Creating a Successful Application

  1. Make copies of the grant notice or Request for Proposal. Make at least one duplicate for yourself and a copy for each person working on the grant writing team. Make a copy of all forms. Store your originals.
  2. Review one copy of the RFP with a highlighter. Highlight key instructions, phrases, page limits, required attachments, etc.
  3. Delegate responsibility. Next to each highlighted area, designate the person responsible for ensuring that the section is completed or the instructions are followed. Note who will be responsible for the:
    • Budget
    • Narrative
    • Letters of Suppor or Commitment/Memorandum of Understanding, etc.
    • Attachments, forms, getting signatures, etc.
  4. Assign deadlines.

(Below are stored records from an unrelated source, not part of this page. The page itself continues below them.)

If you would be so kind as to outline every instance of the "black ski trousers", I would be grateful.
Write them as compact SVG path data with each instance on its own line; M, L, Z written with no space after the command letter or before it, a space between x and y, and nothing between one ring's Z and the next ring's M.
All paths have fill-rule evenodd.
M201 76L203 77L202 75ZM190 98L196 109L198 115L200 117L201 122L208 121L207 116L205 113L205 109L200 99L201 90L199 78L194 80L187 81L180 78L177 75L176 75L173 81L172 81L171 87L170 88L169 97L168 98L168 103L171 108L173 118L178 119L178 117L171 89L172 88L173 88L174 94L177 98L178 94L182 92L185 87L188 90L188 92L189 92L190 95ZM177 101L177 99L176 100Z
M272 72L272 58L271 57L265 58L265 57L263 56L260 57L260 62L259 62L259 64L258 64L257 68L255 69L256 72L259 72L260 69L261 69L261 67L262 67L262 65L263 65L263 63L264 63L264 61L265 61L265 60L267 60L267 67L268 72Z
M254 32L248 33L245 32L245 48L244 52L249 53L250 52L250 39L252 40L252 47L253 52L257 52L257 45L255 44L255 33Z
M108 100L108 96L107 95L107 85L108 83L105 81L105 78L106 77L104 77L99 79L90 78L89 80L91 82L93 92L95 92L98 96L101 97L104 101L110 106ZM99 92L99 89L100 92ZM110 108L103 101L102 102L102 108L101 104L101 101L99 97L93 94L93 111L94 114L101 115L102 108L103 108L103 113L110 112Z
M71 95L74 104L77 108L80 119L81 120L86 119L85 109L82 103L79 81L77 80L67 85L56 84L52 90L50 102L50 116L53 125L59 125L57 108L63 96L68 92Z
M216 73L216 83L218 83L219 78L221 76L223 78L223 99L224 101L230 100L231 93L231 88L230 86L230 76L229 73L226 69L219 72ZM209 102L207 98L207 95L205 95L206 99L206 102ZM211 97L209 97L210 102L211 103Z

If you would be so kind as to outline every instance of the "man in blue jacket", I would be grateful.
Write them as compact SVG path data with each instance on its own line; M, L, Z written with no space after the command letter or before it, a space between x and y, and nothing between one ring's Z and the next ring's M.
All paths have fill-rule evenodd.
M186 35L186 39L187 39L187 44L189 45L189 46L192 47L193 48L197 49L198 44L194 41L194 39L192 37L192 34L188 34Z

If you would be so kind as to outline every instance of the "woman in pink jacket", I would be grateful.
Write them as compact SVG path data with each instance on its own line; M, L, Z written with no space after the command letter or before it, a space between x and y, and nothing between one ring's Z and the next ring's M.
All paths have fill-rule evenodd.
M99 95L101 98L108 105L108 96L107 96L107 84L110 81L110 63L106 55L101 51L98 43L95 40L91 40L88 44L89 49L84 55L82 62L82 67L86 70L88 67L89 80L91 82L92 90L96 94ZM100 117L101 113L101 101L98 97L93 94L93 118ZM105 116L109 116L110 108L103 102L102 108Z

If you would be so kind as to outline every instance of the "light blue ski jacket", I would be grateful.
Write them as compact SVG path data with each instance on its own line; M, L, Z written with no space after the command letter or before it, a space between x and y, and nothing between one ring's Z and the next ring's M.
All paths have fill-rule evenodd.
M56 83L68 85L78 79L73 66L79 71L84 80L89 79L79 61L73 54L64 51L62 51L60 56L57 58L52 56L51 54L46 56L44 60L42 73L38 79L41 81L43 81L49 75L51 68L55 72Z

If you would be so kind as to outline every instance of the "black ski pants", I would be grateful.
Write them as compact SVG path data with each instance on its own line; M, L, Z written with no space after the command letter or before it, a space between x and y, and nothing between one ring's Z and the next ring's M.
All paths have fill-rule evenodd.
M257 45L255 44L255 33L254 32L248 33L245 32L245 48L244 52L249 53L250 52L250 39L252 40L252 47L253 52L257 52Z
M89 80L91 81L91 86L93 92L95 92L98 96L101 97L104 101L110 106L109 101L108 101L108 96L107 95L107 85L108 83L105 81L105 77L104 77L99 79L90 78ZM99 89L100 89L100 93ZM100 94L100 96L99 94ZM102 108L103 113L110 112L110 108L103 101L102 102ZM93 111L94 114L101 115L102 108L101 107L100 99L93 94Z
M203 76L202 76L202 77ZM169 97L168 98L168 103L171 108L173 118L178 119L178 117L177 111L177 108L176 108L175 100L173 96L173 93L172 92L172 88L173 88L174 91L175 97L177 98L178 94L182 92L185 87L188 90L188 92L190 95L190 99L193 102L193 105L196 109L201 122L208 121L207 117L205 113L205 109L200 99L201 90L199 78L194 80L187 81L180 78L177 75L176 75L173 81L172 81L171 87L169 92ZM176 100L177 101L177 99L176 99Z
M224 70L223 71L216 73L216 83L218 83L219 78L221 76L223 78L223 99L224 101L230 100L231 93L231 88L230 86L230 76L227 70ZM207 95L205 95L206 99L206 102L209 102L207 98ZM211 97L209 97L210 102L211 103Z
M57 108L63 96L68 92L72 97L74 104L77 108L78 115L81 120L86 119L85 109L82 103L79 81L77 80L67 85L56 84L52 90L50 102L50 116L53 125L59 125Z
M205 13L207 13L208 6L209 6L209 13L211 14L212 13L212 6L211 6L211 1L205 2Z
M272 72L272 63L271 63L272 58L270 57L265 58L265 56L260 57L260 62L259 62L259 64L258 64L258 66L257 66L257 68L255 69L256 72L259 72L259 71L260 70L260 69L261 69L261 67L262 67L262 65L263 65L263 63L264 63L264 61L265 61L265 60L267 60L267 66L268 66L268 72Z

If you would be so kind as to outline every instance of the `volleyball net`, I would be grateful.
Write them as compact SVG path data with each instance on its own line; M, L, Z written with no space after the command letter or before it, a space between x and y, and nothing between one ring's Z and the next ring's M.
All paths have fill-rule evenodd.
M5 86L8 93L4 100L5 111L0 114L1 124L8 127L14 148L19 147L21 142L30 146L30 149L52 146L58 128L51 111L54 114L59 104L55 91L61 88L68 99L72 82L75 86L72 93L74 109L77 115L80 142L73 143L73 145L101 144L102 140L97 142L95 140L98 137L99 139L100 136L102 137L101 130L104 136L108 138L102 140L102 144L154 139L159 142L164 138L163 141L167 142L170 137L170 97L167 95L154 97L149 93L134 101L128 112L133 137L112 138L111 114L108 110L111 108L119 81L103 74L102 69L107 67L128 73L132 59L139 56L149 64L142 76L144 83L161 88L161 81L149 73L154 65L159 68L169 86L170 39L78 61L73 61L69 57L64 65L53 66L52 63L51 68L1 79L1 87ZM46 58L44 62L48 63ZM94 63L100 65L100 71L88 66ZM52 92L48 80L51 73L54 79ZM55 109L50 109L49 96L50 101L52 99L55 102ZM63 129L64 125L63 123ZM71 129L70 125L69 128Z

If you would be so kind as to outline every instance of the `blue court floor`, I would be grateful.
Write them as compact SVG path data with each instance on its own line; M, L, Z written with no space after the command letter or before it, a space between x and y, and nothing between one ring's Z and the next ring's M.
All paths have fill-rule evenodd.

Set deadlines well in advance of the application due date. (The majority of funding sources require a quick turnaround for preparing grant proposals ? do not be surprised if you have 2 to 3 weeks to prepare the proposal. The good news is that all potential applicants are working under the same timeline.) The completed application package must be routed for internal approval signatures prior to mailing to the funding source. If a proposal does not reach the funding organization by the deadline date, it will not be accepted.
  5. Write the proposal in this order:
    • Letters of Support/Collaboration Agreements. These letters and agreements often help shape the narrative of your proposal so get them first.
    • Forms that require signatures. Obtain signatures early on.
    • Narrative. See the Writing the Proposal section for writing suggestions. If it's not possible for one person to write all of the narrative, allow time for a lead writer to piece together the sections to ensure consistency and eliminate repetition.
    • Budget. Make sure the budget includes all expenses of operating the program. See Developing a Budget for suggestions.
    • Program Summary or Abstract. This should be the last section you write, even though it usually appears at the front of the proposal. After you've written the rest of the proposal, it will be easier to summarize your program.
    • Table of Contents. Make sure every page is numbered neatly in the same place, as requested by the guidelines. Section headings or titles should be uniform from the RFP to the proposal text to the Table of Contents.
  6. Have team members review items. Ask them to use a red pen to indicate any changes, revisions, or questions. Incorporate changes and revisions on an ongoing basis as you receive them. If necessary, pull together team members to discuss items for which there is disagreement.
  7. Have a person outside of your department review the proposal. Try scoring the proposal using the funding source's evaluation or review criteria, if available.
  8. If called for, write a cover letter to accompany the proposal. In some instances, cover letters are not needed and are not appropriate.
  9. The NCTC Institutional Advancement Office will assist in the development of the proposal, obtaining the necessary signatures, coordinating with the business office and human resource office to confirm budget amounts, and will submit proposal to the appropriate funding source.